As the present time is 2:14 AM, I will get you started with the first problem, and return in a few hours to finish up (hopefully).
First, we interpret the improper integral, i.e., int[f(x) dx] ; [a,inf], as the limit of the definite integral on interval [a,n] as n --> inf. In the present case the lower limit of integration is 3, making the interval [3,n].
Now, if we complete the square on denominator x^2+2x+10, the result is (x^2+2x+1) + 9, or (x+1)^2 + 9. So we have:
Lim_n->inf [12 int (dx / ((x+1)^2 + 9))]. Yes, I know it's time to learn latex.

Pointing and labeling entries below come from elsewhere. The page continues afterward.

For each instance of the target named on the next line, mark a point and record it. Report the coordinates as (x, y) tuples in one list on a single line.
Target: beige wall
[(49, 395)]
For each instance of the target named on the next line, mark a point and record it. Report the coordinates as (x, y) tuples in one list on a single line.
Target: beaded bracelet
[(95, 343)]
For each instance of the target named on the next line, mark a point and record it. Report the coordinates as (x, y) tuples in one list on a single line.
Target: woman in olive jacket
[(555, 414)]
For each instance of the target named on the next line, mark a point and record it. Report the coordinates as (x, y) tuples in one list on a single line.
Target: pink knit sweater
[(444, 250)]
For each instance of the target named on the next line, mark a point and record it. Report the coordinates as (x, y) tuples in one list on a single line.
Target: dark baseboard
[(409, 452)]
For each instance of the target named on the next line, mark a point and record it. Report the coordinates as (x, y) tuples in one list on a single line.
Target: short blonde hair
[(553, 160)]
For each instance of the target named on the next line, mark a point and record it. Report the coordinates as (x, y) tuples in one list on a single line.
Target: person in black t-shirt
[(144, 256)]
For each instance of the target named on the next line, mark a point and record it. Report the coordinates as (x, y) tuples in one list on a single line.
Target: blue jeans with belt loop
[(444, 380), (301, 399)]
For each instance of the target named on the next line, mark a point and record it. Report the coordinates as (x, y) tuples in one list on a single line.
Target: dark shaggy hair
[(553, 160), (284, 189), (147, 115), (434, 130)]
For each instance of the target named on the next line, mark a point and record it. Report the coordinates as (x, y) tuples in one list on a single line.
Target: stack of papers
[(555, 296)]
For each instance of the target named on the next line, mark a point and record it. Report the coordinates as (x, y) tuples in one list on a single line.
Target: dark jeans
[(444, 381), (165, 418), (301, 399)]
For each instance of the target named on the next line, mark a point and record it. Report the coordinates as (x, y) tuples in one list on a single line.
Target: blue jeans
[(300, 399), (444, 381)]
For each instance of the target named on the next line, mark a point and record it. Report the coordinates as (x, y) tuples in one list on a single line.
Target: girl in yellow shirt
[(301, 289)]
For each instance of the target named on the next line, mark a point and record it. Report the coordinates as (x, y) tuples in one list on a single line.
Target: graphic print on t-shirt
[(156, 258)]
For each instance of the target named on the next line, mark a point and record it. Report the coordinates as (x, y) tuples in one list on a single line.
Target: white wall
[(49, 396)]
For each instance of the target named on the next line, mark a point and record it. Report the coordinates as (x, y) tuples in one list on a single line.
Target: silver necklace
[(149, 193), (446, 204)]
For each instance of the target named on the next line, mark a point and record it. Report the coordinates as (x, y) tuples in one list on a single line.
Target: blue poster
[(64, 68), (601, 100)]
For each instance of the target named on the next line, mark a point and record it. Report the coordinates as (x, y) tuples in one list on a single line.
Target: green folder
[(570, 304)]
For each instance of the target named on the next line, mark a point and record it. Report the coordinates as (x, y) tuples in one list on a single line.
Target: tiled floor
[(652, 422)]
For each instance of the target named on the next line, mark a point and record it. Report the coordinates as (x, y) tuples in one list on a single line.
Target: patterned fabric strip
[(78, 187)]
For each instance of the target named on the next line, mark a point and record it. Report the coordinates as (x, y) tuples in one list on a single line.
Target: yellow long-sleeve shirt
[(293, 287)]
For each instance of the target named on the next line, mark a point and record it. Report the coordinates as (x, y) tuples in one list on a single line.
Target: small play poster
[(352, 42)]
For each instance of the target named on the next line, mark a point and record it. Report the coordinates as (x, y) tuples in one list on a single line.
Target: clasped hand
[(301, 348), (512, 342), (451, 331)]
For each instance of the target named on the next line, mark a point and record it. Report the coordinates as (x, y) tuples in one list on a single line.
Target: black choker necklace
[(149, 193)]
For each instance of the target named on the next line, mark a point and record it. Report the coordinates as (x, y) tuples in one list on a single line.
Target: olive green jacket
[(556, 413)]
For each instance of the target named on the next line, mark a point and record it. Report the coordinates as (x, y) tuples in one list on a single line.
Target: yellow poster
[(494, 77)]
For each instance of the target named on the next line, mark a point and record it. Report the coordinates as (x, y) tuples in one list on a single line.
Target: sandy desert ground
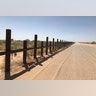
[(77, 62)]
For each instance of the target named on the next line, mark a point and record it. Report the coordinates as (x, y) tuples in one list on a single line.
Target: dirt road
[(77, 62)]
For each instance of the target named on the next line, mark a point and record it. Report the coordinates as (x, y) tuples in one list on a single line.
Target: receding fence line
[(50, 47)]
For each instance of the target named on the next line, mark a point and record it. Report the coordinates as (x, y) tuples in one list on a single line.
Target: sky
[(69, 28)]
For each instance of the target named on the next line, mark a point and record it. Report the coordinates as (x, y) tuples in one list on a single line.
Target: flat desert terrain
[(77, 62)]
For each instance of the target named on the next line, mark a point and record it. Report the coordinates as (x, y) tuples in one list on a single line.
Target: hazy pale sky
[(70, 28)]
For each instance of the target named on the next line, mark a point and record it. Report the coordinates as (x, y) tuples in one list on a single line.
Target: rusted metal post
[(50, 47), (57, 44), (7, 57), (46, 45), (53, 44), (42, 48), (35, 46), (25, 51)]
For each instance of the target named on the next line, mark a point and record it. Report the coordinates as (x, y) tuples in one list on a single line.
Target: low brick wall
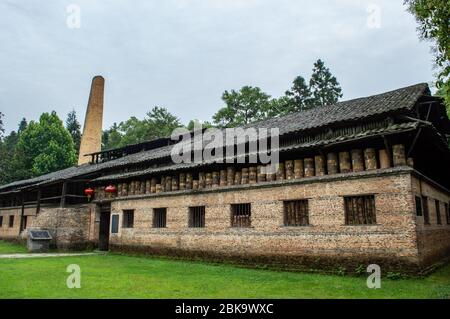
[(391, 242), (433, 240), (69, 227)]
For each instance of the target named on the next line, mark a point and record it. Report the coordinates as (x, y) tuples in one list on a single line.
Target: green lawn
[(117, 276), (9, 248)]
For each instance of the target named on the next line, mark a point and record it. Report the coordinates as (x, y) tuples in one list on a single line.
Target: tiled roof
[(395, 128), (355, 110)]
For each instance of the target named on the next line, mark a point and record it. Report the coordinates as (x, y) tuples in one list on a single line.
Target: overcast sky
[(182, 54)]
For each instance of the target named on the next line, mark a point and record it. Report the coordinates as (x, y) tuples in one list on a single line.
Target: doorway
[(105, 218)]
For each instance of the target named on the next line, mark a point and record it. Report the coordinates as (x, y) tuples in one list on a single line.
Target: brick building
[(363, 181)]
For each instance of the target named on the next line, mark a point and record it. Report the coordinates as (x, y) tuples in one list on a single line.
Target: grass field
[(117, 276), (9, 248)]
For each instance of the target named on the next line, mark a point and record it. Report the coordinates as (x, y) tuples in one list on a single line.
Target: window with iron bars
[(296, 213), (197, 217), (447, 213), (160, 218), (438, 212), (426, 211), (419, 206), (360, 210), (241, 215), (128, 219)]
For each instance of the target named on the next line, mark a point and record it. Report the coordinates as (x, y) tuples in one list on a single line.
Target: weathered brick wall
[(13, 232), (393, 239), (433, 239), (69, 227)]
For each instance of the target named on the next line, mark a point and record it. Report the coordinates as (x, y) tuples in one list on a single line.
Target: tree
[(324, 87), (2, 129), (198, 123), (433, 17), (161, 123), (45, 146), (74, 128), (299, 96), (245, 106), (22, 125), (10, 168)]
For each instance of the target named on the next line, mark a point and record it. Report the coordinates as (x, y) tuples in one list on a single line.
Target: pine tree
[(324, 87), (299, 96), (74, 128)]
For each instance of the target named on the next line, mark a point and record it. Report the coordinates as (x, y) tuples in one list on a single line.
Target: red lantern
[(111, 189), (89, 192)]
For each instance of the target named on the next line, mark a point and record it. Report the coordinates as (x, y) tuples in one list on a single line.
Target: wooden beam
[(63, 195), (22, 213), (387, 145), (38, 207)]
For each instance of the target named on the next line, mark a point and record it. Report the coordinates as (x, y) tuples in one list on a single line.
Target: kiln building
[(362, 181)]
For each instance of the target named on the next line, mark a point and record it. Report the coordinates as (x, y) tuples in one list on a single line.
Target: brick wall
[(433, 239), (13, 232), (69, 227), (391, 241)]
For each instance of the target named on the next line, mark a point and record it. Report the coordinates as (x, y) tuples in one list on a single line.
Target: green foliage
[(198, 123), (45, 146), (245, 106), (395, 276), (300, 97), (361, 270), (22, 125), (251, 104), (433, 17), (2, 129), (74, 128), (324, 87), (159, 122), (112, 138), (10, 167)]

Letting x+1 = 3tan(ß) gives dx = 3sec^2(ß) * dß. Hence the integral becomes:
12*3 int [sec^2(ß) * dß / (9tan^2(ß) + 9)] = 4 int [sec^2(ß) * dß / (tan^2(ß) + 1)].
Applying the identity tan^2(ß) + 1 = sec^2(ß) leaves 4 int [sec^2(ß) * dß / sec^2(ß) ] = 4 int (dß) = 4ß.
Now, recall the substitution x+1 = 3tan(ß). Because the interval on x is [3,n], we can derive an equivalent interval on ß by solving for ß in,
1) 3+1 = 3tan(ß) and 2) n+1 = 3tan(ß). Thus the new interval is [arctan(4/3), arctan((n+1)/3)]. And the integral, i.e., 4ß ; [x=(3,n)] is evaluated as:
4ß ; [arctan(4/3), arctan((n+1)/3)] = 4 * [arctan((n+1)/3) - arctan(4/3)].
I leave the finishing details to you. I'm off to catch up on some sleep.